Trump has called the Russian president a “strong leader” and predicted he would be able to work with him while his campaign successfully watered down language in the GOP platform to remove calls for arming Ukraine’s forces against pro-Russian separatists.
Over the years, Trump has pursued business prospects in Russia, including trying to bring the Miss Universe beauty pageant there. And a number of his closest advisors have had business interests linked to Russia. His campaign manager, Paul Manafort, is a onetime consultant to the pro-Moscow former president of Ukraine, Viktor Yanukovych. One of his military advisors, retired Lt. Gen. Mike Flynn, was invited to sit at Putin’s table at a December dinner in Moscow sponsored by RT, the government-funded news network. Flynn has declined to say whether he has been paid to appear as a guest on the channel.
Another advisor, Carter Page, a former consultant to Russia’s state-owned gas giant, Gazprom, has suggested Washington is to blame for raising tensions with Moscow over Ukraine.
At a lecture this month in Moscow, Page accused the United States of an “often hypocritical focus on democratization, inequality, corruption, and regime change.”
Trump’s remarks to the Times, delivered on the eve of his speech Thursday to the Republican National Convention, carried echoes of rhetoric from Moscow and other adversaries of the United States, which have accused Washington of double standards in its criticisms over human rights.
Asked about Turkish President Recep Tayyip Erdogan’s massive purge of the military, police, and universities after a failed coup last week, Trump said the United States should not be scolding other countries about civil liberties.
“Look [at] what’s happening with our country,” Trump said in the interview. “How are we going to lecture when people are shooting our policemen in cold blood?”
Trump’s running mate, Indiana Gov. Mike Pence, sought to defuse the uproar over the real estate mogul’s comments on Thursday, insisting that Trump would not abandon America’s partners overseas.
Pence, however, said he agreed with Trump that the United States must re-evaluate how it conducts business with its international partners. “We need to begin to look to our allies around the world and make sure they pay their fair share,” he said on Fox & Friends.
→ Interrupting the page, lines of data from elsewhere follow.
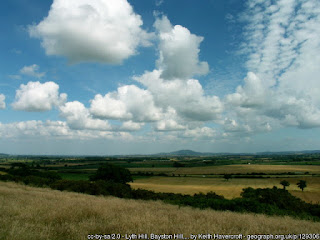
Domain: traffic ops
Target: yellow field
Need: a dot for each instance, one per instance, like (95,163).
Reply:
(234,169)
(37,213)
(229,189)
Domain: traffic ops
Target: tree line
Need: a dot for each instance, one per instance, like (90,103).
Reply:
(113,180)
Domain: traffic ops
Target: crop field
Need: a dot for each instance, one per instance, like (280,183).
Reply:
(39,213)
(235,169)
(229,189)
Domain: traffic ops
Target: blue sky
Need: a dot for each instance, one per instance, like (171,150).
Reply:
(124,77)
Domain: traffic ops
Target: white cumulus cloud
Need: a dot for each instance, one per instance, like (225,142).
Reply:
(91,30)
(187,97)
(128,103)
(38,97)
(179,51)
(78,117)
(32,70)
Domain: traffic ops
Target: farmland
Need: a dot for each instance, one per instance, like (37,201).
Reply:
(194,174)
(40,213)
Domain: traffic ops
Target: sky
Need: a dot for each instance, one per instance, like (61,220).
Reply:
(104,77)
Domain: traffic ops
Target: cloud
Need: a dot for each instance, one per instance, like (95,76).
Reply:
(281,88)
(186,97)
(169,122)
(159,2)
(38,97)
(179,51)
(86,31)
(32,71)
(128,103)
(78,117)
(2,101)
(15,77)
(55,130)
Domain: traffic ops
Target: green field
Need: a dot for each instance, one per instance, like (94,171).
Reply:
(229,189)
(196,174)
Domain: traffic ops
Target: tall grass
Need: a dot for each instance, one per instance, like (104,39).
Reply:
(38,213)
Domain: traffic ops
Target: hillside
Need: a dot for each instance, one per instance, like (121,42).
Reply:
(37,213)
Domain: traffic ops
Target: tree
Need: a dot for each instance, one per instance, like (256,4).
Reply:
(227,176)
(285,184)
(109,172)
(302,184)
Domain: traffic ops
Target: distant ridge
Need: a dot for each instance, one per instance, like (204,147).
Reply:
(194,153)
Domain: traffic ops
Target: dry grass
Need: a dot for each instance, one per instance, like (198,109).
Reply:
(229,189)
(33,213)
(234,169)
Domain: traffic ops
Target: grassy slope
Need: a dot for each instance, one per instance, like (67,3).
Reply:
(36,213)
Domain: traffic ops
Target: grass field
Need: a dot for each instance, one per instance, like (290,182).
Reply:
(37,213)
(235,169)
(229,189)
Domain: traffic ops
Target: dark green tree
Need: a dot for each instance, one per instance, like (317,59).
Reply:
(227,176)
(285,184)
(109,172)
(302,184)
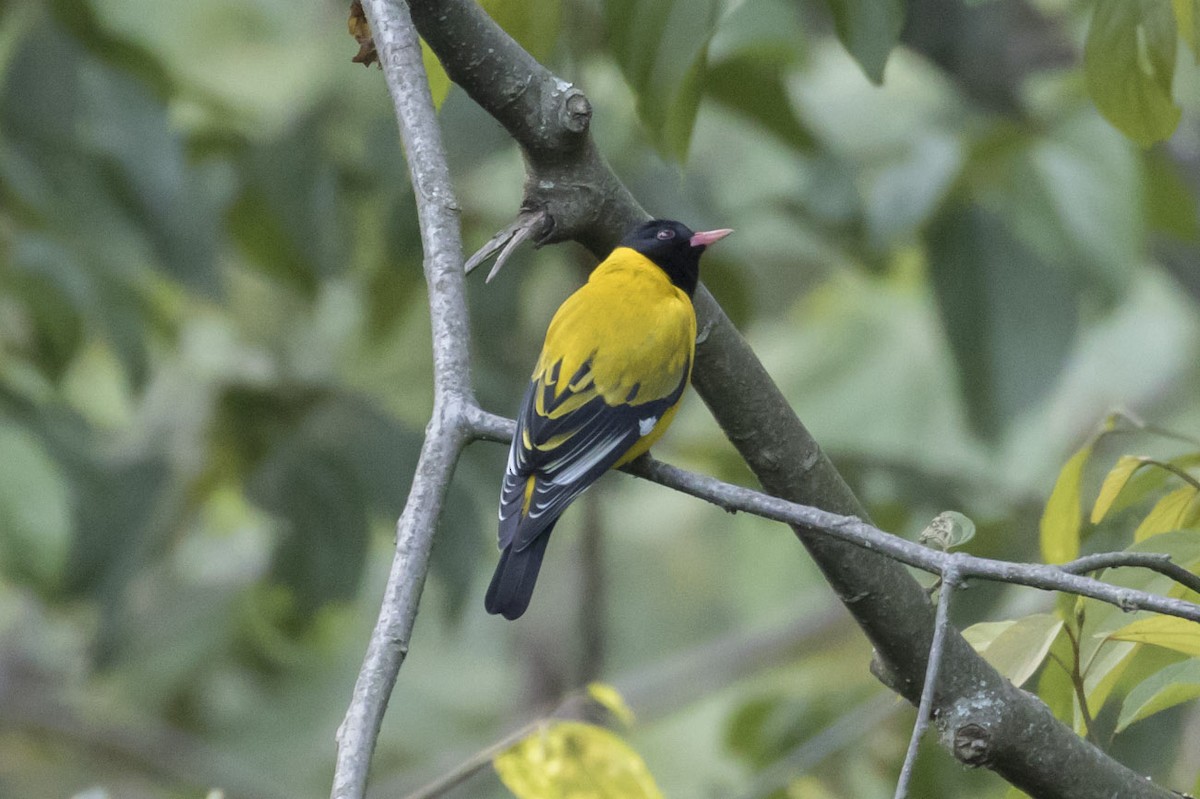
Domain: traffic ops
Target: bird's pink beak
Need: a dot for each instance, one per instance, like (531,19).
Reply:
(706,238)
Declining to respond directly to Trump’s words, State Department spokesman John Kirby said Washington’s bond with the NATO alliance was unequivocal. “This enduring commitment has formed the basis of U.S. security policy toward Europe since the [alliance] treaty was signed in 1949,” he said.
The Latvian ambassador to the United States, Andris Razans, told FP that Trump’s remarks were making front-page news in his country.
Razans said a clear commitment among NATO members was more important than ever, given Russia’s recent aggressive behavior toward its neighbors in Ukraine, Georgia, and the Baltic states.
When asked about Trump’s recurring complaints that the majority of NATO countries fail to spend enough on defense, Razans said Latvia is making progress. By law, the country was required to reach the NATO target for military spending of 2 percent of GDP by 2018.
“What I can say is Latvia is a NATO ally and we very seriously honor our commitments of sending out troops in NATO operations in Afghanistan or Iraq,” he said.
If Russia were to decide to launch a full-scale assault on one of the tiny Baltic countries, there’s little that NATO could do to stop it in the short term. But the threat of a potential U.S.-backed military response acts as a genuine deterrent to Russian notions of reimposing Soviet-era boundaries, experts and former diplomats said.
“In an alliance of democracies, you’ll always have to confront the burden-sharing question,” said Stanley Sloan, a nonresident senior fellow at the Atlantic Council.
But with some NATO allies peeking over their border fences at snap exercises featuring thousands of Russian soldiers with brand-new equipment and heavy armor, Washington’s word counts a great deal, Sloan said. “Deterrence means a lot of things,” he said, “like indications of intent and support.”